Dies gilt nicht nur dann, wenn der Vermögensvorteil dem Gesellschafter unmittelbar selbst zufließt, sondern auch dann, wenn eine dem Gesellschafter nahe stehende Person den Vermögensvorteil erhält; hierbei ist auch unerheblich, ob der Gesellschafter selbst ein vermögenswertes Interesse an dieser Zuwendung hat. Ob und unter welchen Voraussetzungen die Weiterleitung erstatteter Arbeitgeberbeiträge zur Rentenversicherung an den Gesellschafter bzw. an eine ihm nahe stehende Person als verdeckte Gewinnausschüttung anzusehen ist, ist in Rechtsprechung und Schrifttum umstritten.

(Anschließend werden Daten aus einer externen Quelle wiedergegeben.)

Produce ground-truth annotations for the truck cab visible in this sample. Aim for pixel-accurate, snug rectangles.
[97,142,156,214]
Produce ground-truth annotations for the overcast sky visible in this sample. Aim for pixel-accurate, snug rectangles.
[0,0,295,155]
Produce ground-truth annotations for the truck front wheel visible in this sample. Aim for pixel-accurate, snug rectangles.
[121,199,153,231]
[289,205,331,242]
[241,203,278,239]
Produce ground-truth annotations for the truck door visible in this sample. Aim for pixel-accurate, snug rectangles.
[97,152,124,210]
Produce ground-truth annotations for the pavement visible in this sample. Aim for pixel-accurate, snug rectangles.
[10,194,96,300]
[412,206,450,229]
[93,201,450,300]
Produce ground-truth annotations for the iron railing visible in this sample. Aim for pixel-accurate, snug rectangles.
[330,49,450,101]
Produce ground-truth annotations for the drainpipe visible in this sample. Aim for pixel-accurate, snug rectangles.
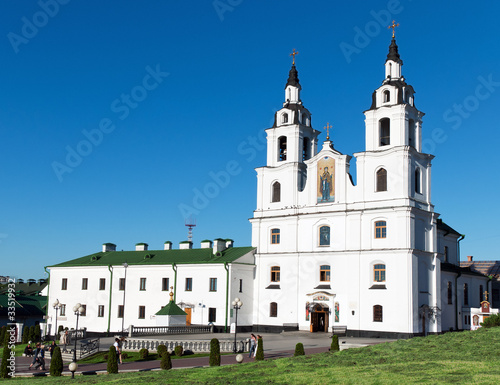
[108,265,113,335]
[224,262,229,333]
[43,266,49,335]
[172,263,177,302]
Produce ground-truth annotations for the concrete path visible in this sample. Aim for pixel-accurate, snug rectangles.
[9,331,394,376]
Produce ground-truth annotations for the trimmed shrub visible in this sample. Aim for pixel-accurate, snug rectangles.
[160,345,172,370]
[156,344,167,358]
[0,333,10,378]
[255,338,264,361]
[23,326,30,344]
[107,346,118,374]
[481,313,500,328]
[139,348,149,360]
[210,338,220,366]
[174,345,184,357]
[330,334,340,352]
[293,342,306,357]
[50,346,63,377]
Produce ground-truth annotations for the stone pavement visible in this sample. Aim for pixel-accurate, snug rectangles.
[9,331,394,376]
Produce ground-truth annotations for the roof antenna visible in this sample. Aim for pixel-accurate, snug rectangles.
[184,216,196,243]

Das FG schließt sich vorliegend der Meinung an, wonach die Weiterleitung erstatteter Arbeitgeberbeiträge stets Arbeitslohn und keine verdeckte Gewinnausschüttung ist. Denn die Leistung an die Sozialversicherung ist wegen der angenommenen Sozialversicherungspflicht im Anstellungsverhältnis und nicht im Gesellschaftsverhältnis begründet. Daher kann auch der umgekehrte Vorgang, die Weiterleitung erstatteter Beiträge, nur im Anstellungsverhältnis begründet sein. Zudem ist anzunehmen, dass bei Kenntnis der Sozialversicherungsfreiheit entsprechend höhere Bruttolöhne gezahlt worden wären

Die Weiterleitung erstatteter Arbeitgeberbeiträge zur Rentenversicherung an die Ehefrau des Klägers war danach keine verdeckte Gewinnausschüttung. Die Ehefrau hat bereits keinen Vermögensvorteil erlangt, da sie durch die Erstattung der für sie geleisteten Beiträge Ansprüche aus der gesetzlichen Rentenversicherung verloren hat. Auch die GmbH hat keine Vermögenseinbuße erlitten, weil sie lediglich den ihr erstatteten Betrag weitergeleitet hat. Darüber hinaus ist die Zahlung durch das Anstellungs- und nicht durch das Gesellschaftsverhältnis veranlasst, da die Zahlung auch des Arbeitgeberanteils wirtschaftlich gesehen eine Gegenleistung für die Arbeitsleistung darstellt.